Using Abstraction for Interpretable Robot Programs in Stochastic Domains
Till Hofmann, Vaishak Belle

TL;DR
This paper introduces an abstraction-based approach to simplify the interpretation of robot programs operating in stochastic environments by mapping high-level deterministic models to detailed stochastic models, enhancing understandability.
Contribution
It proposes a method to use high-level nonstochastic models as abstractions for complex stochastic robot programs, reducing complexity and improving interpretability.
Findings
Simplified robot programs with fewer loops and belief operators.
Shorter and clearer action traces in the high-level models.

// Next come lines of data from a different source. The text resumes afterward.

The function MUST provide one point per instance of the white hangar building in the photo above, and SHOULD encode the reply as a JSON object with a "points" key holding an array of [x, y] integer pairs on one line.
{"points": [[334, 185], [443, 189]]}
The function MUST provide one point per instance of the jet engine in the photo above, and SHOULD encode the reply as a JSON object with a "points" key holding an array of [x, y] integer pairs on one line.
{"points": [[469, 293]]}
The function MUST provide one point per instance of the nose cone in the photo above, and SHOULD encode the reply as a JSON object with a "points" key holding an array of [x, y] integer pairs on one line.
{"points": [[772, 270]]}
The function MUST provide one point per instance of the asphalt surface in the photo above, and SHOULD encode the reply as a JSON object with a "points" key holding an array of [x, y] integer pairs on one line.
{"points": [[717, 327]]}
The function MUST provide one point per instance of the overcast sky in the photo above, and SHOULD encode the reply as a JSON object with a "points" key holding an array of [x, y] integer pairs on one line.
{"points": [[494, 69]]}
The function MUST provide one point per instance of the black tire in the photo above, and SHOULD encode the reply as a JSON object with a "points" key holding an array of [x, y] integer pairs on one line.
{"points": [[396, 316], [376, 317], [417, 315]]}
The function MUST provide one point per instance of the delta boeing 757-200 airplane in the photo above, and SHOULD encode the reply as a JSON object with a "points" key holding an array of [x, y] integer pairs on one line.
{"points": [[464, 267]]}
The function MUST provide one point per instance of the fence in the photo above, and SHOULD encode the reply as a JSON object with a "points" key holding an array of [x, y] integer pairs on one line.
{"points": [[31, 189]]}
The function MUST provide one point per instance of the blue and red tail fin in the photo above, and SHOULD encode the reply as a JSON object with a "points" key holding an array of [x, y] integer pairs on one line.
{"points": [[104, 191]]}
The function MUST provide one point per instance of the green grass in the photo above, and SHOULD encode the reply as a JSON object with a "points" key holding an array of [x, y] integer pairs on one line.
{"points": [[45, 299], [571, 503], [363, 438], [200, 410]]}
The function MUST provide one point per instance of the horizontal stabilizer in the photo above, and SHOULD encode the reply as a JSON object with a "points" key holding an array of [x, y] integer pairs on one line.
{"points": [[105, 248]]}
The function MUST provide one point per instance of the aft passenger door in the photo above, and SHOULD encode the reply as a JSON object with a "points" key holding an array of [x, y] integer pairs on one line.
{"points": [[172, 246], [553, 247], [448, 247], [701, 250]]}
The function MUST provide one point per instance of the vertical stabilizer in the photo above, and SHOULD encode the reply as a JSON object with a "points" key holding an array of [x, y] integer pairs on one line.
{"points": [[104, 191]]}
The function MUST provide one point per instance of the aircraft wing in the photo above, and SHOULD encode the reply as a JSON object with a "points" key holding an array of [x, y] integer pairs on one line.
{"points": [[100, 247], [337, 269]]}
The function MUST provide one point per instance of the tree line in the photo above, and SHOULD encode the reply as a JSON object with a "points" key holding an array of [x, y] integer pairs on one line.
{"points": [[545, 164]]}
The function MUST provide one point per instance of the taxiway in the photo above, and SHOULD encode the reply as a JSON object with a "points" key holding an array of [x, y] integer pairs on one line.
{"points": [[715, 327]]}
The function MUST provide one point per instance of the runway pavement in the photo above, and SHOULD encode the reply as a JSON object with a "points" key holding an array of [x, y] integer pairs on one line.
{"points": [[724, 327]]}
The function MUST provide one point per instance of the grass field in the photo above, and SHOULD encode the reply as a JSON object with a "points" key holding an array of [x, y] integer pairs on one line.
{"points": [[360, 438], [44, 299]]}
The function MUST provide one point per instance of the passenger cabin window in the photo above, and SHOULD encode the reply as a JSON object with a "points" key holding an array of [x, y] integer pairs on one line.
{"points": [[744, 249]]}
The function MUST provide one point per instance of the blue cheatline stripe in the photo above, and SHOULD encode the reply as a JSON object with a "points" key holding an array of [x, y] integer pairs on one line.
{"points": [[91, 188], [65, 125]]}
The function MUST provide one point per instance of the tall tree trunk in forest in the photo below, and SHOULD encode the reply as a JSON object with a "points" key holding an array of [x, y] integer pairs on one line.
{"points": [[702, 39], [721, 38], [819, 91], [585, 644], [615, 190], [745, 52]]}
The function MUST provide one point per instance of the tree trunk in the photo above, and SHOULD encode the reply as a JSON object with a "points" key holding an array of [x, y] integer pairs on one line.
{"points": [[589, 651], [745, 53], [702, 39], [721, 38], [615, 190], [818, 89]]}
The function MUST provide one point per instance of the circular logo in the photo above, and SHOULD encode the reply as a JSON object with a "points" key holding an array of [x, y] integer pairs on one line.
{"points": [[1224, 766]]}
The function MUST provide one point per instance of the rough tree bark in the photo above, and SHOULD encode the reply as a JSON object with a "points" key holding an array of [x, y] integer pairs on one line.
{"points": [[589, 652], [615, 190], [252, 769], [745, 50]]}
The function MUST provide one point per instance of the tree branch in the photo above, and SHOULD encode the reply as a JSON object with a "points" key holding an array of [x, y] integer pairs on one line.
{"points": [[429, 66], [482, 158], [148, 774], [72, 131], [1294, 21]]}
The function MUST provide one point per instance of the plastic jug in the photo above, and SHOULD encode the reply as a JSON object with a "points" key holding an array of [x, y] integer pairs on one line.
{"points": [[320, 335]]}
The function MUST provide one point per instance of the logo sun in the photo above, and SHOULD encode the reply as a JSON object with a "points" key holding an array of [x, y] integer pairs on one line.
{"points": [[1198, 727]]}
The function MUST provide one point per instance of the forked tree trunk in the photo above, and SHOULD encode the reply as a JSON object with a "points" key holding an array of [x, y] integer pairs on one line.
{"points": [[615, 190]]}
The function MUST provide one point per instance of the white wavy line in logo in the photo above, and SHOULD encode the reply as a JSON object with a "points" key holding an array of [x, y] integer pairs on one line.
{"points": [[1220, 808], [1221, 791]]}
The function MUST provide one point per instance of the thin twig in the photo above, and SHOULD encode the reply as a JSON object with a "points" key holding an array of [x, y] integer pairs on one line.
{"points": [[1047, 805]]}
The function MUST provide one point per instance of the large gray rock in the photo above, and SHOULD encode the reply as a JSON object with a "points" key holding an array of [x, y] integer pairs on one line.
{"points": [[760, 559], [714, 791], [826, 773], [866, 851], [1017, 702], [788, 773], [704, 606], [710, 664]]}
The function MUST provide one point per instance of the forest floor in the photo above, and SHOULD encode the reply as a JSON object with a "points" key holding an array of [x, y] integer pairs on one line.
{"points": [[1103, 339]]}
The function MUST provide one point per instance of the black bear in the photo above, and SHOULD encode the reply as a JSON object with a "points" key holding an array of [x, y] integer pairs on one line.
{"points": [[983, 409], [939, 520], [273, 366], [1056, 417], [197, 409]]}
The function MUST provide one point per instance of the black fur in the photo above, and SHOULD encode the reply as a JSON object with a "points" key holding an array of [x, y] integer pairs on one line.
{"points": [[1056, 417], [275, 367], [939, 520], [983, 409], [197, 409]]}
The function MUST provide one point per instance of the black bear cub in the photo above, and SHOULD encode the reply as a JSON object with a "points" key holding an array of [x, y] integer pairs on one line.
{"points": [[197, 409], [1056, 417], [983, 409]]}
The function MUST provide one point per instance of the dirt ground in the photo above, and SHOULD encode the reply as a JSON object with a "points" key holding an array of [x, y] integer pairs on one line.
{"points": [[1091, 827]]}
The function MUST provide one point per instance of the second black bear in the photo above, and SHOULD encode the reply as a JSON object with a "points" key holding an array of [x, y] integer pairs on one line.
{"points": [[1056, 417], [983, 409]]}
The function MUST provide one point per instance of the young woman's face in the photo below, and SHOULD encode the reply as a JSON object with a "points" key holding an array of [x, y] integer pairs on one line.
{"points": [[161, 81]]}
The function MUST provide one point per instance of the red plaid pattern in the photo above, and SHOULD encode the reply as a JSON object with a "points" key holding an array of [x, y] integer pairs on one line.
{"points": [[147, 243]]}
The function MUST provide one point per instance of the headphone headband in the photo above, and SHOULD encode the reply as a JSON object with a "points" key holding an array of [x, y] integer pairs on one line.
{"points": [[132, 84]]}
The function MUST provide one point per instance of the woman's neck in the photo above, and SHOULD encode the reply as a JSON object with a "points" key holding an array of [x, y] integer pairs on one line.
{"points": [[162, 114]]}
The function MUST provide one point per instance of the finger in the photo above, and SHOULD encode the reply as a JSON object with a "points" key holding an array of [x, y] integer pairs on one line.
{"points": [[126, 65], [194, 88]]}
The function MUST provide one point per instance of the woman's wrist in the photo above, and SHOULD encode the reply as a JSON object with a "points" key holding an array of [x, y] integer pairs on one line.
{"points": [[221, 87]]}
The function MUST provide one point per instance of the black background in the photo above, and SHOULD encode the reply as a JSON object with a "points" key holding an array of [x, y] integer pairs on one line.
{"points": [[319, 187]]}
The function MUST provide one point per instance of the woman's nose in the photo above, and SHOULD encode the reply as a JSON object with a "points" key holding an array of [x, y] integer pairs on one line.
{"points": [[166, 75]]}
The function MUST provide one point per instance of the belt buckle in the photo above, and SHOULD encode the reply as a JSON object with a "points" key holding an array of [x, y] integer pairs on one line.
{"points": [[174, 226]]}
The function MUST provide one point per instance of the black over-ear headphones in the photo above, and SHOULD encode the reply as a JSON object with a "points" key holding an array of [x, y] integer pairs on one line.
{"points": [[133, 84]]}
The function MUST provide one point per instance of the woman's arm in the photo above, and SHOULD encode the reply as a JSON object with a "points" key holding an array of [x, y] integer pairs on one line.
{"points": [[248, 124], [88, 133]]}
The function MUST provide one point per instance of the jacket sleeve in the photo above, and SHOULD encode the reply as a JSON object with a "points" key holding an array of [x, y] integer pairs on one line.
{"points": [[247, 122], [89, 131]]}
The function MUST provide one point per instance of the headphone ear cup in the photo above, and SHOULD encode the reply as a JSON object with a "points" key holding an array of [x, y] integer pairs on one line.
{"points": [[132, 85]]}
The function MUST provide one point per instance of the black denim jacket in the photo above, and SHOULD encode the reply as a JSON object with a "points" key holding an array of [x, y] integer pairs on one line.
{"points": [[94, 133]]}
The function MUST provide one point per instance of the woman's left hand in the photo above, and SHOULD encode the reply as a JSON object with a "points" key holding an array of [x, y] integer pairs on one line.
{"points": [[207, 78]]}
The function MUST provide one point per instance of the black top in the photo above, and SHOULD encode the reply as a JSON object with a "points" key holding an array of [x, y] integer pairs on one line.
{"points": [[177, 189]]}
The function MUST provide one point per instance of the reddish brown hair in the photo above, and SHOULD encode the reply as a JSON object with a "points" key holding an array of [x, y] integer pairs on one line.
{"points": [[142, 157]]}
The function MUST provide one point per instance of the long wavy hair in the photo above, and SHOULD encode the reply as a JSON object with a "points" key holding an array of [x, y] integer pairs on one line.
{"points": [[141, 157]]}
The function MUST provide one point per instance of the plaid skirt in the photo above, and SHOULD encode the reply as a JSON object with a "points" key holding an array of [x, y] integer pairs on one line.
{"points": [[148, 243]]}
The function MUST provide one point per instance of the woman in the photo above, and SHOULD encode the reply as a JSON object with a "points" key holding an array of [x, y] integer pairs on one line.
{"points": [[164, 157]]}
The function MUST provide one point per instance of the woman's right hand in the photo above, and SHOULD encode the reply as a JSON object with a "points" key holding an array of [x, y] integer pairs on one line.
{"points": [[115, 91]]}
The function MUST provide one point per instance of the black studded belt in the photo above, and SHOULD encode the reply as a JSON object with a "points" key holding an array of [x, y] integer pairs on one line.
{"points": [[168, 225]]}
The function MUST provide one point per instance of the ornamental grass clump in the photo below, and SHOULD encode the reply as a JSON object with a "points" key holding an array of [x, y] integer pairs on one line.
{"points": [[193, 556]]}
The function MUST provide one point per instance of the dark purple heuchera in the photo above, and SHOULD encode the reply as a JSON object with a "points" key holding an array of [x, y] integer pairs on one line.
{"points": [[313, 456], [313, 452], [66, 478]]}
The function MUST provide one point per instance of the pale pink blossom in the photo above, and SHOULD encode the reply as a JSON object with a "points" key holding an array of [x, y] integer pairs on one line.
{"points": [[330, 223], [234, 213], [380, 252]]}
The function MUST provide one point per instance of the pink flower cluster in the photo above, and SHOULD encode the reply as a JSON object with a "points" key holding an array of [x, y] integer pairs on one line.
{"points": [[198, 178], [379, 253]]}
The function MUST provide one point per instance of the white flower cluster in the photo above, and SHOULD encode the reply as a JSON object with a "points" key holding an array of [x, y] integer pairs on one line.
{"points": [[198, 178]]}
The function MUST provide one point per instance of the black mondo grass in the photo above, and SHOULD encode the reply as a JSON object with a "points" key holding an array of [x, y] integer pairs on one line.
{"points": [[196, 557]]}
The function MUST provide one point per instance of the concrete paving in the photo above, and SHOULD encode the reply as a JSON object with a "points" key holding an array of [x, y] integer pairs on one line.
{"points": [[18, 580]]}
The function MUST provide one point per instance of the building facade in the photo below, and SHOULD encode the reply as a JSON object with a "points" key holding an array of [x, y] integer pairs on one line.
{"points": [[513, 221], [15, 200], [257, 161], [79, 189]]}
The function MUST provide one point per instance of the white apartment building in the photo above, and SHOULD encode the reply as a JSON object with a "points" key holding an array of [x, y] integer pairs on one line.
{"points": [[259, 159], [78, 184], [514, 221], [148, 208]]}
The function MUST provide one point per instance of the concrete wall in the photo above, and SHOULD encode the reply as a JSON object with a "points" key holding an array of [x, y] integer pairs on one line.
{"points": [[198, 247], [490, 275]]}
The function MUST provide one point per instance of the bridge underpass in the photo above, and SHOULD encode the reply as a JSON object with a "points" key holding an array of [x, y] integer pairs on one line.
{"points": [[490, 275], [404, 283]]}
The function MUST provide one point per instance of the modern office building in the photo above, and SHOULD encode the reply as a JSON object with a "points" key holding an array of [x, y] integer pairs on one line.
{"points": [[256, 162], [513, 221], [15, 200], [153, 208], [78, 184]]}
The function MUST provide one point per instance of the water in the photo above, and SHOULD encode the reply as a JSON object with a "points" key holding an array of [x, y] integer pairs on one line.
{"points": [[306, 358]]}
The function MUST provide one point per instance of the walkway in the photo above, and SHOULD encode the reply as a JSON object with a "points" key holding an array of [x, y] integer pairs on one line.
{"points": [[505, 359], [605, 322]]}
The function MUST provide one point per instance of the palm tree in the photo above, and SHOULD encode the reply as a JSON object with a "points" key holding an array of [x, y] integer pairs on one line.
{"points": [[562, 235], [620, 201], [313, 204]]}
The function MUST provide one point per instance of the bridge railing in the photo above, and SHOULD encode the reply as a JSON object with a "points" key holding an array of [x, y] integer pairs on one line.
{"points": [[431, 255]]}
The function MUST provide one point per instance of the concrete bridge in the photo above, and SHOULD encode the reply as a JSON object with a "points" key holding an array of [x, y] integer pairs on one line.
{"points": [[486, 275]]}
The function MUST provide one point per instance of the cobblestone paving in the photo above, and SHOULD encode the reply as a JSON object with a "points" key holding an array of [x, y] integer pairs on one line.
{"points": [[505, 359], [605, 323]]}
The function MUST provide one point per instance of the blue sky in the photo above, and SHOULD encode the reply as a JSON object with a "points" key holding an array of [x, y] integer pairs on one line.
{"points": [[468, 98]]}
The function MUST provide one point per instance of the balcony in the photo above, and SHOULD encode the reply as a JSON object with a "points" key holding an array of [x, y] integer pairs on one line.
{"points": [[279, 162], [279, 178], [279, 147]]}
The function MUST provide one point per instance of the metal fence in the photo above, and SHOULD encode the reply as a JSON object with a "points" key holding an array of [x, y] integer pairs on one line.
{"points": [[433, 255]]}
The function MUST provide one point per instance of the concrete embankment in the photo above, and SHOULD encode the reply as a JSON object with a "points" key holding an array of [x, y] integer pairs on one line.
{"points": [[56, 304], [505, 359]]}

Enhanced understandability of stochastic robot behaviors.
Abstract
A robot's actions are inherently stochastic, as its sensors are noisy and its actions do not always have the intended effects. For this reason, the agent language Golog has been extended to models with degrees of belief and stochastic actions. While this allows more precise robot models, the resulting programs are much harder to comprehend, because they need to deal with the noise, e.g., by looping until some desired state has been reached with certainty, and because the resulting action traces consist of a large number of actions cluttered with sensor noise. To alleviate these issues, we propose to use abstraction. We define a high-level and nonstochastic model of the robot and then map the high-level model into the lower-level stochastic model. The resulting programs are much easier to understand, often do not require belief operators or loops, and produce much shorter action traces.